I will not take the pleasure from you of drawing the timing diagrams yourself 🙂 and realizing how and why this circuit works, let me just say that IMHO this is a darn cool circuit!

Searching the web a bit I came across a paper which describes practically the same idea by Ralf Hildebrandt. He names it a “Pseudo Dual-Edge Flip Flop”, you can find his short (but more detailed) description, including a VHDL code, here.

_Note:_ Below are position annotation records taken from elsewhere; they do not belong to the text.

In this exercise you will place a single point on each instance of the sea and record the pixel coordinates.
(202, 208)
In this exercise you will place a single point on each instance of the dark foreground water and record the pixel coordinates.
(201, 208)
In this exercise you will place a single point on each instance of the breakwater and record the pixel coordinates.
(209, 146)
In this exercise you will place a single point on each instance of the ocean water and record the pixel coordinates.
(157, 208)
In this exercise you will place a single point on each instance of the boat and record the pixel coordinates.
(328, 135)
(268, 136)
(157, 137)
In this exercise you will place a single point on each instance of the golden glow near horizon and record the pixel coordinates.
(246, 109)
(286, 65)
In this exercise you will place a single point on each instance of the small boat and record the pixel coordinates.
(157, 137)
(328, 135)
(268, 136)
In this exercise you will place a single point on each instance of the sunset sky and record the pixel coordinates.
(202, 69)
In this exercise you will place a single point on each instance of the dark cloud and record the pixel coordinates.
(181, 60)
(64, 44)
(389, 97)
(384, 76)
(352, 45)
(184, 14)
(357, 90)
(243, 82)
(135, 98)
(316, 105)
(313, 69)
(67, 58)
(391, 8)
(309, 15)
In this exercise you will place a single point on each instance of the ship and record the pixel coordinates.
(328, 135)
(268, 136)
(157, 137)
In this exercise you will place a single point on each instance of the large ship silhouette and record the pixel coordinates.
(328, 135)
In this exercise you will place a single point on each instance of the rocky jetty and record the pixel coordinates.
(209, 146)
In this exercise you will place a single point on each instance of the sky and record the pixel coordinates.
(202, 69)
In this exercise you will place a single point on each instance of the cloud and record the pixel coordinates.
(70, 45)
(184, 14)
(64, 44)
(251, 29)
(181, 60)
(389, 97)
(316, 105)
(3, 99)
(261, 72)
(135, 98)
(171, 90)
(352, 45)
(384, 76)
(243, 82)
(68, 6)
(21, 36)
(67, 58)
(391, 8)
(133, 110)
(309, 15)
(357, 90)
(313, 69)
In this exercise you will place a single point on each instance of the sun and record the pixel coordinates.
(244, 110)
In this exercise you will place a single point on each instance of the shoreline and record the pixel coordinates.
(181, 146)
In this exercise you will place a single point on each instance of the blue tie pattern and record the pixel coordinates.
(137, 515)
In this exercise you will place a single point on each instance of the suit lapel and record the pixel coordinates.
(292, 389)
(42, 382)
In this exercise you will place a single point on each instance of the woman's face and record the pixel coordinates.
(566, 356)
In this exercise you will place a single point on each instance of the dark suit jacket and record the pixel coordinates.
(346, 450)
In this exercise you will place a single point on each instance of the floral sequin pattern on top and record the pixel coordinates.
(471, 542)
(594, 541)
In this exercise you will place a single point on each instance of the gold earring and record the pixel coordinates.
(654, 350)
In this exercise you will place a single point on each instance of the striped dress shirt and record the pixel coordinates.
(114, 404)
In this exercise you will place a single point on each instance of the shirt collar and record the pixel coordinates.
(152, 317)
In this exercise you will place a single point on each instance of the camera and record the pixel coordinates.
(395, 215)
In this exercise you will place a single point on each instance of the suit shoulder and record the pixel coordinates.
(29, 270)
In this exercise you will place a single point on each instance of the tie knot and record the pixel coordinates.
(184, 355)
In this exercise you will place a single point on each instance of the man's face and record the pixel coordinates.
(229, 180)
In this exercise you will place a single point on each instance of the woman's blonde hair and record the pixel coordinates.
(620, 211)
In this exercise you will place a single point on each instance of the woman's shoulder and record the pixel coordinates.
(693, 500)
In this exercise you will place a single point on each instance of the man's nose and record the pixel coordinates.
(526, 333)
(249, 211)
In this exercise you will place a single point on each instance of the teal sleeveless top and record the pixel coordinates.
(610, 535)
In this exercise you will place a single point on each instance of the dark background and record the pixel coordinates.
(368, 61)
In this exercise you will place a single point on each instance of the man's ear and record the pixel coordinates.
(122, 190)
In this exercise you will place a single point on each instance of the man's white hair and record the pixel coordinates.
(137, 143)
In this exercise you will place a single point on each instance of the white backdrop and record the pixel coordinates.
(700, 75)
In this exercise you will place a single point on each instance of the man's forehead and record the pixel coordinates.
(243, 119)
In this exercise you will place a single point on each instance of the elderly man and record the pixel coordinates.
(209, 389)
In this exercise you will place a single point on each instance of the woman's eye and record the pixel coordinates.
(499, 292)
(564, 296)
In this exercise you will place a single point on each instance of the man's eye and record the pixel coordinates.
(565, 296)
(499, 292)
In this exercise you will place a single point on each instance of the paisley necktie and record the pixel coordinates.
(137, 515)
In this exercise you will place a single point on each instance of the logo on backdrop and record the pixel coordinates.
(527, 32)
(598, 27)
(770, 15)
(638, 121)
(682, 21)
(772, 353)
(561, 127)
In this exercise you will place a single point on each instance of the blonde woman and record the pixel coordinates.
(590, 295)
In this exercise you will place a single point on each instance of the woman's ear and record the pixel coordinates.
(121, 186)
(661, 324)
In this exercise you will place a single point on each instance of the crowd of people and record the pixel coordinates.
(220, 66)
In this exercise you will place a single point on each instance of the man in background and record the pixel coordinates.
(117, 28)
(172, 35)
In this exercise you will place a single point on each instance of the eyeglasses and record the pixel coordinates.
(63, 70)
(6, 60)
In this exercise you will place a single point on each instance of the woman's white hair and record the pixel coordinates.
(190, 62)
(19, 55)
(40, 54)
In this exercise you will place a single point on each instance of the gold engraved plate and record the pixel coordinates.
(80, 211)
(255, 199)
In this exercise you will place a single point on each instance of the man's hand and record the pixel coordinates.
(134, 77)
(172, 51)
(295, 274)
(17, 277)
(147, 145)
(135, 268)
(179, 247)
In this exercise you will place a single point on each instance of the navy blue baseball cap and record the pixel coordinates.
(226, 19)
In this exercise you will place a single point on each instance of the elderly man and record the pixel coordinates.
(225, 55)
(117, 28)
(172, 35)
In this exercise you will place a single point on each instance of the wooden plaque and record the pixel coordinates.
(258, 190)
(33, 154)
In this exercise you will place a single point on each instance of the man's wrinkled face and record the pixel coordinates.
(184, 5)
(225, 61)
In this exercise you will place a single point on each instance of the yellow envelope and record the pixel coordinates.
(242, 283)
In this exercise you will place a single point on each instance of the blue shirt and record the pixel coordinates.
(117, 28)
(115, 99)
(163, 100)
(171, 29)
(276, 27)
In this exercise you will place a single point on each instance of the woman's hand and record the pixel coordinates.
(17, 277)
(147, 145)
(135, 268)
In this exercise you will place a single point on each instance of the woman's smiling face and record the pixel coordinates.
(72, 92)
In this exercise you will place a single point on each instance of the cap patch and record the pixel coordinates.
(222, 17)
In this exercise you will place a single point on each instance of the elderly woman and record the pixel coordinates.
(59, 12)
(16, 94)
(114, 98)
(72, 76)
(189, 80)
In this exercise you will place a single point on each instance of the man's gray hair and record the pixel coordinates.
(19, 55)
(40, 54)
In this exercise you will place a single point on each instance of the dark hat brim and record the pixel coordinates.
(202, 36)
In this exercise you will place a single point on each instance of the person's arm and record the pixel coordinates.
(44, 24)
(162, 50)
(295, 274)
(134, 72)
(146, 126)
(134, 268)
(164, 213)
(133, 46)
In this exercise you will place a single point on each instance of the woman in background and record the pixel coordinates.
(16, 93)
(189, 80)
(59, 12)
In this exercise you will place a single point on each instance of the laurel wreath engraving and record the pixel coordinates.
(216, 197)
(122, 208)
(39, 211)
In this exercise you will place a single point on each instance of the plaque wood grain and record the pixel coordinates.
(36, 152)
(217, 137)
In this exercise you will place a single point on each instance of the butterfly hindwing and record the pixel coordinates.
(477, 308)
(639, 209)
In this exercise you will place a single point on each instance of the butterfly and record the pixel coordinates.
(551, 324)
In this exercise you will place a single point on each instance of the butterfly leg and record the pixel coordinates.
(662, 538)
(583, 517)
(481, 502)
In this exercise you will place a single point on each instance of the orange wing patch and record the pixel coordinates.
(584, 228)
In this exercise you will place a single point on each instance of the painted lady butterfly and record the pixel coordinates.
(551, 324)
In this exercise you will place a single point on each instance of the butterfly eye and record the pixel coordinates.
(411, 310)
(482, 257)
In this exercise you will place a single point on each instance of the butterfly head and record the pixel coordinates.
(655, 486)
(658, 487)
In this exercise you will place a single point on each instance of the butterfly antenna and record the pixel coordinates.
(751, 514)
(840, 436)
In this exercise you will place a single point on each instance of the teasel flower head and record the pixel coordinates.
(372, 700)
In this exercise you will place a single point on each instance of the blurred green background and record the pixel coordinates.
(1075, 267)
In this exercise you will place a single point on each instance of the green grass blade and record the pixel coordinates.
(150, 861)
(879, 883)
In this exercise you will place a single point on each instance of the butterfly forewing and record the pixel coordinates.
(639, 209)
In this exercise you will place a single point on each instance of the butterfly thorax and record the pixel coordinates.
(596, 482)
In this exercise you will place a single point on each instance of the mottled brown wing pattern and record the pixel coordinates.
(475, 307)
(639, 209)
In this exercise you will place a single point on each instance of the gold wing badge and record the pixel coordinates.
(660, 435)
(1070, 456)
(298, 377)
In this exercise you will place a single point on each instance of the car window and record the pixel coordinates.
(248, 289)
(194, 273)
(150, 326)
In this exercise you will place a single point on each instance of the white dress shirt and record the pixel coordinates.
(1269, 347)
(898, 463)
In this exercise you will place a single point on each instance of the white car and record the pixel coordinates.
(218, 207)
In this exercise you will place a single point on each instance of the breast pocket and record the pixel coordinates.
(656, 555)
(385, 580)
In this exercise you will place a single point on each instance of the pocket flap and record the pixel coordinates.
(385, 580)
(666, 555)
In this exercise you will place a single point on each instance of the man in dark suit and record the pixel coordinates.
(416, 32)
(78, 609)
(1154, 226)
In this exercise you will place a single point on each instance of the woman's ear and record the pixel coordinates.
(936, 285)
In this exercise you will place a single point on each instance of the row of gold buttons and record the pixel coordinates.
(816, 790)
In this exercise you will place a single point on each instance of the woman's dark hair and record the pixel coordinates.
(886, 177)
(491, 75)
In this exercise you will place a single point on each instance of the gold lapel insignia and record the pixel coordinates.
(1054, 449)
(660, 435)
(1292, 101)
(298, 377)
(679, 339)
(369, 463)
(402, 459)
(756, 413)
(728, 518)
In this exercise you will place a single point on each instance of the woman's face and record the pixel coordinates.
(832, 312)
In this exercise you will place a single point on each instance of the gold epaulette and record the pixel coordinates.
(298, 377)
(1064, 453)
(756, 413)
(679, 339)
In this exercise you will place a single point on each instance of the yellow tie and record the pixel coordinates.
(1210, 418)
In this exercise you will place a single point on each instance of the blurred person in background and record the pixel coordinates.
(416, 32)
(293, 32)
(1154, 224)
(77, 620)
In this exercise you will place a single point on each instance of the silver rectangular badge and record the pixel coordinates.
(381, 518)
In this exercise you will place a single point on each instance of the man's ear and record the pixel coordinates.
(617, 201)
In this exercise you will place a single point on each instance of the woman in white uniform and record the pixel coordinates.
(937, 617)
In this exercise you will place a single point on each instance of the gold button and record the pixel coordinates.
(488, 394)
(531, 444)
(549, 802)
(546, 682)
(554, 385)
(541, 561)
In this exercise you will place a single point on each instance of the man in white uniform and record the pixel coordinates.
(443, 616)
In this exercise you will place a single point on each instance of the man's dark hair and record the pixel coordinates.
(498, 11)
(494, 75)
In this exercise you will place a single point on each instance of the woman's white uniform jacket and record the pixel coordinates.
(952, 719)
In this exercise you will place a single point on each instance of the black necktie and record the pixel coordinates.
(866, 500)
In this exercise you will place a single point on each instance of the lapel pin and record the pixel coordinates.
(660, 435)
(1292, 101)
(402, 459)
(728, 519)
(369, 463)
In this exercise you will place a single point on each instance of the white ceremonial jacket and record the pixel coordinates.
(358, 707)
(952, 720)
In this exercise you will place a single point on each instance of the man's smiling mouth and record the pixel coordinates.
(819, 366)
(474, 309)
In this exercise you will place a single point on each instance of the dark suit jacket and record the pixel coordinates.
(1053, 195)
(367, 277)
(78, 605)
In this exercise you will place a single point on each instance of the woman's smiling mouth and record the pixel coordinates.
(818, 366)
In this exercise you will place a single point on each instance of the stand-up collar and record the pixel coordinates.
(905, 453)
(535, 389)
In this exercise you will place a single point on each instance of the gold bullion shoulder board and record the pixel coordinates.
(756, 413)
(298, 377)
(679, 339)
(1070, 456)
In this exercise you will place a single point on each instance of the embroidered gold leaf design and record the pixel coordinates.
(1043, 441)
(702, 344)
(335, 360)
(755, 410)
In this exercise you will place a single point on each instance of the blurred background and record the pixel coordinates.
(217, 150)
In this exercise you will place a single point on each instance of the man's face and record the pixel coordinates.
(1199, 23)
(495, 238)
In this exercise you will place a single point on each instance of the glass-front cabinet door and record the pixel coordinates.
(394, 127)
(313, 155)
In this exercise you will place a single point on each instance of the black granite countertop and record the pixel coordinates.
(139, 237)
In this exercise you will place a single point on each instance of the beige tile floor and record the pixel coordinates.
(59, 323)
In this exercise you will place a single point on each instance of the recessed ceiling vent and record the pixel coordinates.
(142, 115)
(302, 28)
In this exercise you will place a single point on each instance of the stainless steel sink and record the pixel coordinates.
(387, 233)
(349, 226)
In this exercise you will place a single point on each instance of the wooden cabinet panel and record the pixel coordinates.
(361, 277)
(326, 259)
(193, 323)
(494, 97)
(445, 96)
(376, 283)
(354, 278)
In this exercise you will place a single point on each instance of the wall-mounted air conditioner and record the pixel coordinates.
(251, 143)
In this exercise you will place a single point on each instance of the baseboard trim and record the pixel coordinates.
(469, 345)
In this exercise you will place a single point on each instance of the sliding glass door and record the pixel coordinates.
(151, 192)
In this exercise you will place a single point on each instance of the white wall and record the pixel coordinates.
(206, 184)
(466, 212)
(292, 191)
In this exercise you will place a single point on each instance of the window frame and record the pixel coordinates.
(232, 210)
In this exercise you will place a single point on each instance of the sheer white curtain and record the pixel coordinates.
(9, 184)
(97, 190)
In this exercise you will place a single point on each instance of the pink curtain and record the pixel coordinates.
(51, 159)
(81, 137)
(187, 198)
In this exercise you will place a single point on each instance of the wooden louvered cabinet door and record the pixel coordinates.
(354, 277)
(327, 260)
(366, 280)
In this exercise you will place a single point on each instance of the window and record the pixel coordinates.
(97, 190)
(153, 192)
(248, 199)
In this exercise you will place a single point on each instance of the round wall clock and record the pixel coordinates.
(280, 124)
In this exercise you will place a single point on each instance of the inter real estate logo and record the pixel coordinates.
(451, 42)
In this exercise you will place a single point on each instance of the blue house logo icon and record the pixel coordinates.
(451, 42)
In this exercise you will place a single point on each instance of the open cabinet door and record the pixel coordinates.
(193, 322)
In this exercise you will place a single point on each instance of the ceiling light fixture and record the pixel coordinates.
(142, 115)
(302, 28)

## Low Power – Clock Gating Is Not The End Of It…

June 12, 2007

A good friend of mine, who works for one of the micro-electronics giants, told me how low power is the buzz word today. They care less about speed/frequency and more about minimizing power consumption.

He exposed me to a technique in logic design I was not familiar with. It is basically described in this paper. Let me just give you the basic idea.

The main observation is that even when not active, logic gates have different leakage current values depending on their inputs. The example given in the article shows that a NAND gate can have its leakage current reduced by almost a factor of 2.5 depending on the inputs!
How is this applied in reality? Assume that a certain part of the design is clock gated, this means all flip-flops are inactive and in turn the logic clouds between them. By “muxing” a different value at the output of the flop, which is logic dependent, we could minimize the leakage through the logic clouds. When waking up, we return to the old stored value.

The article, which is not a recent work by the way, describes a neat and cheap way of implementing a storage element with a “sleep mode” output of either logic “1” or logic “0”. Notice that the “non-sleep mode” or normal operation value is still kept in the storage element. The cool thing is, that this need not really be a true MUX in the output of the flop – after finalizing the design an off-line application analyzes the logic clouds between the storage elements and determines what values are needed to be forced during sleep mode at the output of each flop. Then, the proper flavor of the storage element is instantiated in place (either a “sleep mode” logic “0” or a “sleep mode” logic “1”).

It turns out that the main problem is the analysis of the logic clouds and that the complexity of this problem is rather high. There is also some routing overhead for the “sleep mode” lines and of course a minor area overhead.
I am interested to know how those trade-offs are handled. As usual, emails and comments are welcome.

Bottom line – this is a way cool technique!!!